Dans le fond c’est un contrat comme un autre. En conséquence les parties peuvent s’entendre pour en déterminer les termes et notamment l’évolution prix à la hausse ou à la baisse (article 1193 du code civil) avant la réalisation de la prestation. Mais cela doit être prévu par le contrat. L’évolution doit se réaliser en fonction de critères extérieurs aux parties. Une clause d’indexation prévoyant la révision automatique du prix du contrat en fonction de certains éléments est donc possible. Elle doit être fondée sur les prix de biens ou services ayant un rapport direct avec le contrat. Et cela ne doit pas être acté dans des conditions abusives (article L. 212-1 du code de la consommation).

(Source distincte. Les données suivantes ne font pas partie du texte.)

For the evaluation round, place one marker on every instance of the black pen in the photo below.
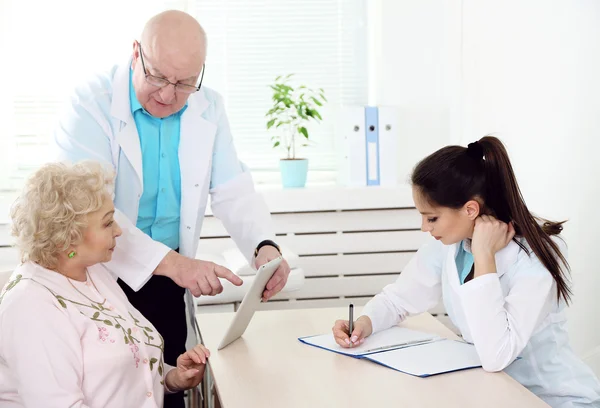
(351, 320)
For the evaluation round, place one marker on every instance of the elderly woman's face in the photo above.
(99, 238)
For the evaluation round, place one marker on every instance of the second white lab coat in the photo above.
(98, 125)
(509, 314)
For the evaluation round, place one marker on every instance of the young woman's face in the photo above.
(445, 224)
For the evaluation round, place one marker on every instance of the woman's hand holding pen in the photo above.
(362, 329)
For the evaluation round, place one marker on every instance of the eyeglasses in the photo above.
(162, 82)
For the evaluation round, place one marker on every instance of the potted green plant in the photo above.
(292, 110)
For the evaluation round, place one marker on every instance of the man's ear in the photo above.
(473, 209)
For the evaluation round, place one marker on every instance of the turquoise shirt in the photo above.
(160, 204)
(464, 262)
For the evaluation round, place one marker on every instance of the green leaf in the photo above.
(303, 131)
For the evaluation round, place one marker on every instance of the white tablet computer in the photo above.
(249, 303)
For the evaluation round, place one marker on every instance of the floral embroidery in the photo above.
(102, 314)
(9, 285)
(136, 356)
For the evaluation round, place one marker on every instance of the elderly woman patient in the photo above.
(68, 335)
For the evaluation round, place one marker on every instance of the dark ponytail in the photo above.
(454, 175)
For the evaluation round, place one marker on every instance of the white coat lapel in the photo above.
(127, 136)
(195, 161)
(451, 270)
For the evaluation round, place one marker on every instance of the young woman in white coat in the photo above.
(501, 272)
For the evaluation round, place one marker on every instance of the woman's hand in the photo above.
(489, 236)
(190, 369)
(362, 329)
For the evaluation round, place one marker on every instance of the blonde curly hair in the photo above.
(50, 214)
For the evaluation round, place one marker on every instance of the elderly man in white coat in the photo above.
(168, 139)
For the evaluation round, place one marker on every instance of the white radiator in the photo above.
(351, 242)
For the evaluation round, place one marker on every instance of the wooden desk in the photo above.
(269, 367)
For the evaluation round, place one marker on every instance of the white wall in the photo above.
(527, 71)
(530, 73)
(7, 145)
(417, 71)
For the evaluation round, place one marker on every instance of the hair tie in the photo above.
(475, 150)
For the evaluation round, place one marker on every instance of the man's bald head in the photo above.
(175, 35)
(173, 47)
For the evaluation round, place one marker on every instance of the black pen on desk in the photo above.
(350, 320)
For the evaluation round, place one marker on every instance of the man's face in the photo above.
(173, 66)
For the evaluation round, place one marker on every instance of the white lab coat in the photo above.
(98, 125)
(507, 314)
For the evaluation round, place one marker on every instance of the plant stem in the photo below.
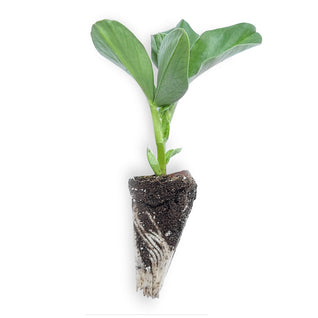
(157, 125)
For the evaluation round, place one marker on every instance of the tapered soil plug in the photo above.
(161, 206)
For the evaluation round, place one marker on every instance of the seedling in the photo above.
(162, 203)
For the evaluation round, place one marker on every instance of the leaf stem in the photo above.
(157, 125)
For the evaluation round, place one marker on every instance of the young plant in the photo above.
(162, 203)
(180, 54)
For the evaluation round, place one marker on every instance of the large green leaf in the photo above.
(118, 44)
(173, 66)
(217, 45)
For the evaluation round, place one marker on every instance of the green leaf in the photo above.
(217, 45)
(154, 164)
(166, 114)
(172, 152)
(156, 39)
(173, 65)
(115, 42)
(193, 36)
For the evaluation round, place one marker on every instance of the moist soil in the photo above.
(162, 204)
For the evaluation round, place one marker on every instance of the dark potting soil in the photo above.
(162, 205)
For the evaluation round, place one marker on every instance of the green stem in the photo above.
(157, 125)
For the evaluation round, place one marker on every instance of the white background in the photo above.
(74, 128)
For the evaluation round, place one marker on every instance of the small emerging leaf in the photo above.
(115, 42)
(166, 114)
(172, 152)
(217, 45)
(173, 66)
(154, 164)
(193, 36)
(156, 39)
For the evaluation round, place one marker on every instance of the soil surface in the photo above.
(161, 206)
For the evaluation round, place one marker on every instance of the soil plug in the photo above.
(161, 203)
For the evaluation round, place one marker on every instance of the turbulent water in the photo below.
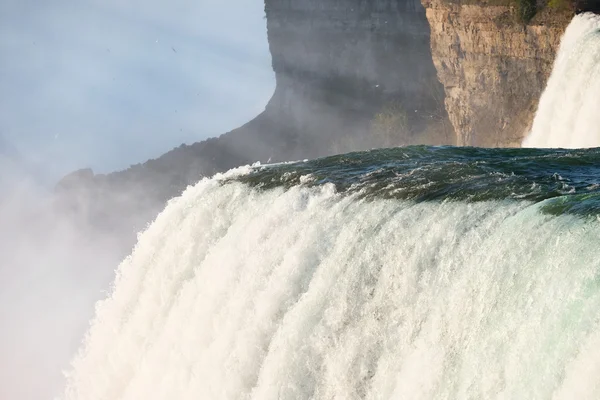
(568, 115)
(409, 273)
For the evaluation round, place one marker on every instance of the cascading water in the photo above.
(417, 273)
(568, 114)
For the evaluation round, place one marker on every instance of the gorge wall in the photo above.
(493, 67)
(339, 64)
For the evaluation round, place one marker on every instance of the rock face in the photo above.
(337, 64)
(493, 68)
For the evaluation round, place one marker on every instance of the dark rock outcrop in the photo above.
(582, 6)
(337, 63)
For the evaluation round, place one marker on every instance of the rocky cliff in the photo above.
(493, 67)
(338, 64)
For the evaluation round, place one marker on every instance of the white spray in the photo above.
(235, 293)
(568, 114)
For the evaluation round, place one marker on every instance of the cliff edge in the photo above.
(493, 65)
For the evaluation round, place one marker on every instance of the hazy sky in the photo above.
(109, 83)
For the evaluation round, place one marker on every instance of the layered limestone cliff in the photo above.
(338, 63)
(493, 67)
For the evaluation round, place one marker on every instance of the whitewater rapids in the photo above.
(568, 114)
(309, 292)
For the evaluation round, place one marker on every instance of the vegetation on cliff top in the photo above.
(531, 11)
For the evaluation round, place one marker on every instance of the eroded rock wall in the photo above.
(493, 68)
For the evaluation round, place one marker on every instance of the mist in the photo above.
(102, 85)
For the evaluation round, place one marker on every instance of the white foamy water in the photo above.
(568, 114)
(234, 293)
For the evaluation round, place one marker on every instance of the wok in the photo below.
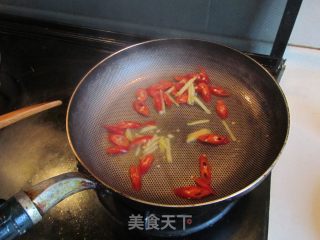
(259, 118)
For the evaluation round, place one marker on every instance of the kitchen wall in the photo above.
(306, 30)
(247, 24)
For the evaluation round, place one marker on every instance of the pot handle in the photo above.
(26, 208)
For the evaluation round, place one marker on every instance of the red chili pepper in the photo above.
(141, 140)
(219, 91)
(213, 139)
(145, 163)
(203, 76)
(165, 84)
(202, 182)
(141, 108)
(116, 150)
(114, 129)
(205, 168)
(179, 85)
(128, 124)
(135, 177)
(204, 91)
(183, 98)
(157, 103)
(192, 192)
(167, 100)
(119, 140)
(141, 94)
(221, 109)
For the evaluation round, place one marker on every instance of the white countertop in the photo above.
(295, 184)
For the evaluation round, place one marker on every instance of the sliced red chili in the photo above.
(221, 109)
(192, 192)
(214, 139)
(165, 84)
(128, 124)
(135, 177)
(202, 182)
(179, 85)
(145, 163)
(116, 150)
(219, 91)
(203, 76)
(183, 98)
(204, 91)
(167, 100)
(114, 129)
(141, 94)
(205, 168)
(119, 140)
(157, 103)
(141, 108)
(141, 140)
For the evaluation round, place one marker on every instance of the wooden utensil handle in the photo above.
(15, 116)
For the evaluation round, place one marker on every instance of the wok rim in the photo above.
(230, 197)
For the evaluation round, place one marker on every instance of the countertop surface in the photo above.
(295, 182)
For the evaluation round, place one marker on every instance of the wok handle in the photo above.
(15, 116)
(26, 208)
(16, 216)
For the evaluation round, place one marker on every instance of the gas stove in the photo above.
(42, 62)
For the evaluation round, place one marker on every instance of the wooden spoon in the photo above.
(22, 113)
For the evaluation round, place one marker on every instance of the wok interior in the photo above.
(257, 117)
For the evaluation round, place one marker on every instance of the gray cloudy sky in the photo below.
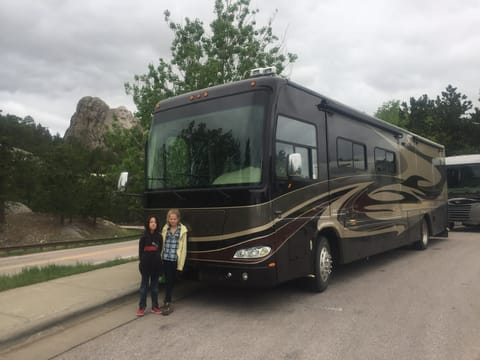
(362, 53)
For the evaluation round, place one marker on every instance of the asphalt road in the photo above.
(91, 254)
(404, 304)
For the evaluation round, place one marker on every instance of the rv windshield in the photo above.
(463, 179)
(211, 143)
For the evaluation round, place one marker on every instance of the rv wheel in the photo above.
(423, 242)
(323, 265)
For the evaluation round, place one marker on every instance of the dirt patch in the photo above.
(25, 228)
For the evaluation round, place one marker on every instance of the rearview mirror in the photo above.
(294, 164)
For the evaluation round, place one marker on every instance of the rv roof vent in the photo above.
(263, 71)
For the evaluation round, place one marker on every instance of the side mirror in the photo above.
(294, 164)
(122, 181)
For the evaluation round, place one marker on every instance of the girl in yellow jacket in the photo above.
(174, 252)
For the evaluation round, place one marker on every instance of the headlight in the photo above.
(253, 252)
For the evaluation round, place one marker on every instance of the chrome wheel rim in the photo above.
(325, 264)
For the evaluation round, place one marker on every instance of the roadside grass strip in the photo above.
(33, 275)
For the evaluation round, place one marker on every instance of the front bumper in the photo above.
(248, 276)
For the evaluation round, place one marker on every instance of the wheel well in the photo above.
(332, 238)
(429, 223)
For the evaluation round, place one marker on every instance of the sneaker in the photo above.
(167, 309)
(156, 310)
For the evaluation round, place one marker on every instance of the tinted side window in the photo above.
(385, 161)
(293, 136)
(350, 154)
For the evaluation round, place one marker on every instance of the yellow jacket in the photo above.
(182, 244)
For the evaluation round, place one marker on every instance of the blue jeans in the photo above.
(153, 279)
(170, 270)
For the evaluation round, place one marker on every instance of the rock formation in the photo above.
(93, 118)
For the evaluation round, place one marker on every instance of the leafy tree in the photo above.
(200, 58)
(445, 120)
(5, 177)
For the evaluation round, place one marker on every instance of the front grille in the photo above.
(459, 212)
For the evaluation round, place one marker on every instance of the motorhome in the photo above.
(463, 179)
(278, 182)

La clause de révision du prix des billets d’avion émis non volés paraît donc acceptable au regard du droit des contrats. Mais cela peut se discuter en considération du droit aérien et du fait que l’article 23 du règlement (CE) n°1008/2008    se comprend comme exigeant que le tarif doit être définitivement fixé dès l’achat, sans possibilité de modification ultérieure. La jurisprudence Air Berlin   paraît dénuée d’équivoque « …lors de l’achat d’un billet, le client doit payer un prix définitif et non provisoire ». Le surcoût doit donc être évalué au moment de la réservation. Dans cette perspective, il paraît difficile de souscrire à l’idée que Fair Travel Promise ne rend pas provisoire le prix du billet d’avion. La conformité au droit de l’Union parait donc plus que douteuse.

S’il devait advenir que la jurisprudence Air Berlin soit jugée inopposable. Le débat demeurera sur les conditions de l’acceptabilité de la clause. Elle dépendra des termes dans lesquels elle est inscrite. Ici « Promesse de voyage équitable » interroge encore le droit. En premier lieu, indexer le billet sur le prix du baril de Brent et non de Jet fuel est-ce en lien suffisamment direct avec le contrat ? En deuxième lieu, est-ce que la méthode d’indexation choisie est suffisamment compréhensible pour le consommateur ? La Compagnie ne se réserve-t-elle pas une marge d’appréciation discrétionnaire et donc excessive mettant devant le fait accompli le passager ; ce qui rendrait la clause abusive et nulle ? Evoquer la possibilité d’« appliquer des ajustements limités et proportionnés », lors « d’évènements exceptionnels affectant de manière significative les prix du carburant » n’est probablement pas assez lisible et transparent. En troisième lieu, certes la compagnie promet le remboursement ou le réacheminement au passager qui refuse la surfacturation ; mais réaliser ce dernier sous forme d’avoir ne va pas dans le sens du droit de l’UE qui dans d’autres circonstances a indiqué que le passager peut être remboursé en cas d’annulation par des avoirs uniquement s’il l’a accepté.